El Primero de Mayo Jorge Rodríguez se fue a Coro a hablar frente a una concentración -con la cámara cerradita para espantar los vacíos- con su discurso habitual contra los apellidos. Nicolás Maduro lo escuchaba desde Caracas encerrado en un auditorio lleno de camisas rojas, firmaba decretos de promesas y prometía ir a bailar salsa con los trabajadores que, según él, copaban la avenida Urdaneta de punta a punta. A Rodríguez, presidente de la Asamblea Nacional oficialista, jefe del equipo negociador del gobierno en los diálogos incumplidos con la oposición democrática, se le escapó una verdad.
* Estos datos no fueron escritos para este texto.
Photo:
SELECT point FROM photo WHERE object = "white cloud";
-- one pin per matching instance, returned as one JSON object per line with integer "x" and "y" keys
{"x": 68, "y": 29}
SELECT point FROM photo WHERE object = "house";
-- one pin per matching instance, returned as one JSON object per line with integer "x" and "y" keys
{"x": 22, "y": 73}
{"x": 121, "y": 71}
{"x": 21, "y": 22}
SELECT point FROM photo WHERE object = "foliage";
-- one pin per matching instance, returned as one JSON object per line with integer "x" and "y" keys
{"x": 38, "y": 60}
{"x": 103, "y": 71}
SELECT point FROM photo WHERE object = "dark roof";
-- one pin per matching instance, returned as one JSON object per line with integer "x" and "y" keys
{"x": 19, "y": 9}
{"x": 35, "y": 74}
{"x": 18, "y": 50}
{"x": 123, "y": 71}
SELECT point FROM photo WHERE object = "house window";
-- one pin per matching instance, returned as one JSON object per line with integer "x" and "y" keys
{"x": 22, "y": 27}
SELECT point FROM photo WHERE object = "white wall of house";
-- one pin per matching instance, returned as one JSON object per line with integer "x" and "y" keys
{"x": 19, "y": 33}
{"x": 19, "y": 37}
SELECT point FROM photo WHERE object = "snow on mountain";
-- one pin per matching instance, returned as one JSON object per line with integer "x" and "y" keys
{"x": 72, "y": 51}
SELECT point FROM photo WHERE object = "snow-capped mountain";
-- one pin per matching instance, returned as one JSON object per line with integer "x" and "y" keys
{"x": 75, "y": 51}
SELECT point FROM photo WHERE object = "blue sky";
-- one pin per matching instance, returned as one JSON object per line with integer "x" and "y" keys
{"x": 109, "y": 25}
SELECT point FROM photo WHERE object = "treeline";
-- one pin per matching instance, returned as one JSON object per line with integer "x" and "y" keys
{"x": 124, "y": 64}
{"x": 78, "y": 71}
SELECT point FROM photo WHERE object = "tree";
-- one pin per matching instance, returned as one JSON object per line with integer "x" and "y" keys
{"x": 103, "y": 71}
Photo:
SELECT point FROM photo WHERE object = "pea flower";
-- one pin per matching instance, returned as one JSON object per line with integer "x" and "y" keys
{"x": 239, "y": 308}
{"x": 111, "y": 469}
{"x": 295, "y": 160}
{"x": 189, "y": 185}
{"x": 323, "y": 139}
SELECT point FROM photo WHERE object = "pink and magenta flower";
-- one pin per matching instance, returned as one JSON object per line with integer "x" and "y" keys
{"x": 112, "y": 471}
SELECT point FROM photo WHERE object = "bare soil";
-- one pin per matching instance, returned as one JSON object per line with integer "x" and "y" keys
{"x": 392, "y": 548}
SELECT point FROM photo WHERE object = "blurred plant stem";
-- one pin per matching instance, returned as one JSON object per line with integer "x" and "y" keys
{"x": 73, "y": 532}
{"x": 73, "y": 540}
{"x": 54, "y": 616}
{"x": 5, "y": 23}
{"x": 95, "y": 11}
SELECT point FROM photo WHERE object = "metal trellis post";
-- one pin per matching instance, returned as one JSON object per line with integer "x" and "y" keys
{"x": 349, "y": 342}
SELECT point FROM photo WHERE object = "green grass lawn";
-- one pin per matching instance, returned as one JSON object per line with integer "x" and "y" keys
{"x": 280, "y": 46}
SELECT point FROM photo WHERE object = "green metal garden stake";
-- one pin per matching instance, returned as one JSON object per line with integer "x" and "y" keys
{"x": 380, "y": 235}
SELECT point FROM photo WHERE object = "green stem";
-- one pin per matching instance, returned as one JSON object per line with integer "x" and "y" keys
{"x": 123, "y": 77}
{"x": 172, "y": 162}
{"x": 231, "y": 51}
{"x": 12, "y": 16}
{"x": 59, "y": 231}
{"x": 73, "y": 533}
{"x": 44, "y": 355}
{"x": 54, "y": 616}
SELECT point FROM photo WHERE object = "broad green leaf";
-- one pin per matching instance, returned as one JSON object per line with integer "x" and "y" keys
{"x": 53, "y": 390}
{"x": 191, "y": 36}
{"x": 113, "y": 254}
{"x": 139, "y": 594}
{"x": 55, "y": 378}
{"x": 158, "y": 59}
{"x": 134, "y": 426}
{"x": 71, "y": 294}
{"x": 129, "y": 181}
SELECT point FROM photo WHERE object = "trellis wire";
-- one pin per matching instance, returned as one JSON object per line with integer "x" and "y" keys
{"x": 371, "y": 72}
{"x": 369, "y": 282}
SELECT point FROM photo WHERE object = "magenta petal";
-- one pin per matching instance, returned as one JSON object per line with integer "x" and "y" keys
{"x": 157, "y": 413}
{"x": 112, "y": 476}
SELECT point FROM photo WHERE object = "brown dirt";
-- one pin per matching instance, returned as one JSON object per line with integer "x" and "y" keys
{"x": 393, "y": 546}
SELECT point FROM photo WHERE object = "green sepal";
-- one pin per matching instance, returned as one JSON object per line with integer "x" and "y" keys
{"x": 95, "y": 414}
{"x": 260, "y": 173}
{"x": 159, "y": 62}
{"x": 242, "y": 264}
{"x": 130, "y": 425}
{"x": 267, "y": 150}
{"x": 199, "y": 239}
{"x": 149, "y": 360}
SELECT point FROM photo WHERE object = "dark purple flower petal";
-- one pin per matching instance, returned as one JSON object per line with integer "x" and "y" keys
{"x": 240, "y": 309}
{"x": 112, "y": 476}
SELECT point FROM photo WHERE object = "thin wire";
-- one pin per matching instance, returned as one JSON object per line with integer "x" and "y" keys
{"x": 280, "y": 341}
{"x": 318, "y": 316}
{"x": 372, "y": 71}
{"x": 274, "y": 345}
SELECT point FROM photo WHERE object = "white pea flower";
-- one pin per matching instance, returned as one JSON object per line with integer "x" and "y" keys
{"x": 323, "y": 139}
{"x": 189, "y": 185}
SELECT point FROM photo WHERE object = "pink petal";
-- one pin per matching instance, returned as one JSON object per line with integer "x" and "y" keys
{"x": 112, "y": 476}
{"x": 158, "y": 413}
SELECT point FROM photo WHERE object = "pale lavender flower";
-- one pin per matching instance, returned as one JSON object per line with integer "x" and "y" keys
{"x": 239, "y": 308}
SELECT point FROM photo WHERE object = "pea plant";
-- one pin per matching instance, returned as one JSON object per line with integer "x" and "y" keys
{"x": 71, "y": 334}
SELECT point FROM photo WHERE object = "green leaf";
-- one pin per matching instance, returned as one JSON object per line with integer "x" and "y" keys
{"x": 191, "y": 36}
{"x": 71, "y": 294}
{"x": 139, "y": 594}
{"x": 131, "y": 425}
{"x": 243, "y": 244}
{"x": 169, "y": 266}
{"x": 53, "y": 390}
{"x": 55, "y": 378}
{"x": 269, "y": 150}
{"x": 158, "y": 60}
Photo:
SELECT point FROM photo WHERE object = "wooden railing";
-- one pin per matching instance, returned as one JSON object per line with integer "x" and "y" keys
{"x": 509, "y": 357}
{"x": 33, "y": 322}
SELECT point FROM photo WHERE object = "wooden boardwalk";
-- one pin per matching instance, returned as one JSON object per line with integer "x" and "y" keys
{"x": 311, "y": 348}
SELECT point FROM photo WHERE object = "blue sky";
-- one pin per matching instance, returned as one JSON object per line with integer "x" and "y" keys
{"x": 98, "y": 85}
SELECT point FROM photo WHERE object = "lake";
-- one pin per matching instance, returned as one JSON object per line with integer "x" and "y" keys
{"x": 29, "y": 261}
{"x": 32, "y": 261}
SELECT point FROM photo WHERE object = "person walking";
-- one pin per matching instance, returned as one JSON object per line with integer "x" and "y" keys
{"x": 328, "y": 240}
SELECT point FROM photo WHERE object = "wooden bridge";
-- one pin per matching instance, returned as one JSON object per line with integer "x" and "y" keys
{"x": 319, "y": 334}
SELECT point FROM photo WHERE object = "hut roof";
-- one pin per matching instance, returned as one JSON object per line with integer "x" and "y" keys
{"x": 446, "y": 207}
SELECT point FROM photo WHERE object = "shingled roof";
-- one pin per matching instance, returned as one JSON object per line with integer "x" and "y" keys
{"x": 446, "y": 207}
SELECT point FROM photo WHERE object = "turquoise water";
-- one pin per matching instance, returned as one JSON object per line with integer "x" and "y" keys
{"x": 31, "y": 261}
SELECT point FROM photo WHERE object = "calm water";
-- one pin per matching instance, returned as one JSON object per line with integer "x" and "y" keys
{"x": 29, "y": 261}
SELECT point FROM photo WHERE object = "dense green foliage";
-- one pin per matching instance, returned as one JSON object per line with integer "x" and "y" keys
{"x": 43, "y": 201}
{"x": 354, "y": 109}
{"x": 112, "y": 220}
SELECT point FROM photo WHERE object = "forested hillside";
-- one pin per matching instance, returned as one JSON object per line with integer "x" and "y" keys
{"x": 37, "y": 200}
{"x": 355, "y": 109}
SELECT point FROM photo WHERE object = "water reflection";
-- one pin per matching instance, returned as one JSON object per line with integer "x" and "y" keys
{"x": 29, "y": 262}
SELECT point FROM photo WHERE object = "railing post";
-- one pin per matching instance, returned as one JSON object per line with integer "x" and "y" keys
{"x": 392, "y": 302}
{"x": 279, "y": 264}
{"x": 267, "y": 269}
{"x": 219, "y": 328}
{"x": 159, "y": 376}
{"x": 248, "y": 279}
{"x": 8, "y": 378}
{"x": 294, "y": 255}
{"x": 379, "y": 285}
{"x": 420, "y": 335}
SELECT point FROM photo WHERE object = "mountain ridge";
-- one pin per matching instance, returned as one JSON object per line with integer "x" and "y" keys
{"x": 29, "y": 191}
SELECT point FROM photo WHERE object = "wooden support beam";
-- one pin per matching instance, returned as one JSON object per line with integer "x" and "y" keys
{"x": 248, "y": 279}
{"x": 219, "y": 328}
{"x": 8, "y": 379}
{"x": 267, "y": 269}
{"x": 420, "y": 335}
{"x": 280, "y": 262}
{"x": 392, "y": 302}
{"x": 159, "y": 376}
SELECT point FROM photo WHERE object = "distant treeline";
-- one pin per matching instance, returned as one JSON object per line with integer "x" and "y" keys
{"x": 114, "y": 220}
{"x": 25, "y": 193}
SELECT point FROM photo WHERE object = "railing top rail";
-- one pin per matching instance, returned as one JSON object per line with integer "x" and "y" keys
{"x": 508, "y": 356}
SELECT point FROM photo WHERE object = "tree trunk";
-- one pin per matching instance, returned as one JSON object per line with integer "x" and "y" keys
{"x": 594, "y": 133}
«¿Quién es el presidente de los pobres?», gritaba micrófono en mano. «Maduro, Maduro», le respondían con escuálido entusiasmo. Veinticinco años después de la llegada al poder de la «fraudulenta revolución bolivariana» -son palabras de un exministro de finanzas de los tiempos de Hugo Chávez-, el país es un erial de pobres; 11 años y 28 días de mandato madurista han colocado a Venezuela en el liderazgo de la miseria mundial, que ha expulsado de su patria a la cuarta parte de la población.

Tiene razón Rodríguez en que Maduro, en términos formales aunque muy discutibles, es el presidente de los pobres. Es su cosecha. El resultado de una nación improductiva y descarriada, que obliga a sus gentes a malvivir de bonos, de cajitas de alimentos de dudosa calidad y menguado volumen, con hospitales destartalados, escuelas sin clases porque los maestros fueron invitados al rebusque; un país incómodo para sus vecinos, en el que lo más notorio son los disparates de una fiscalía que arremete, incluso, contra el viejo y venerable José Mujica, el Pepe, que, sin tapujos, expresó que «Venezuela tiene un gobierno autoritario, llámenlo dictador, llámenlo como quieran».

Este fue otro Primero de Mayo para el olvido. La reiteración de que se está ante un gobierno que carece de la valentía para reconocer un fracaso histórico, de proporciones gigantescas. Las organizaciones sindicales y gremiales auténticas, aquellas que conocen y padecen la miseria de sus afiliados, siguen en las calles, en los portones de las fábricas, en plazas, reclamando tan solo lo que está establecido en las leyes y la Constitución: el derecho al trabajo, el derecho a ganar un salario digno, el derecho a protestar, a negociar una convención colectiva, a que se respeten sus derechos humanos y a que no sea la persecución y la cárcel la respuesta a su legítima inconformidad.

Los pobres, la inmensa mayoría de los venezolanos, solo hay que revisar los datos de la Encuesta de Condiciones de Vida (Encovi) elaborada por la Universidad Católica Andrés Bello -el gobierno es incapaz de cuantificar su desastre-, que retrata una población desamparada, que come mal, llena de hartazgo y desesperanza; esa multitud de pobres solo clama por un cambio, como recogen los estudios de opinión que no son gobierneros. Un cambio para poder vivir de su esfuerzo, que regresen sus hijos, se echen a andar las fábricas, rindan cuenta los ministros y se entierren las dádivas y el millar de promesas sin fondo y sin resultados.

El tiempo de Maduro está llegando a su final. No puede ser de otra manera. La esperanza está puesta en un proceso electoral que abra el camino de la transición a la democracia. Hay la madurez política para acometer la inmensa tarea de la reconstrucción y para restablecer los procedimientos constitucionales de garantías para todos. De que florezca el trabajo y, como diría Aquiles Nazoa,  florezcan “los poderes creadores del pueblo”.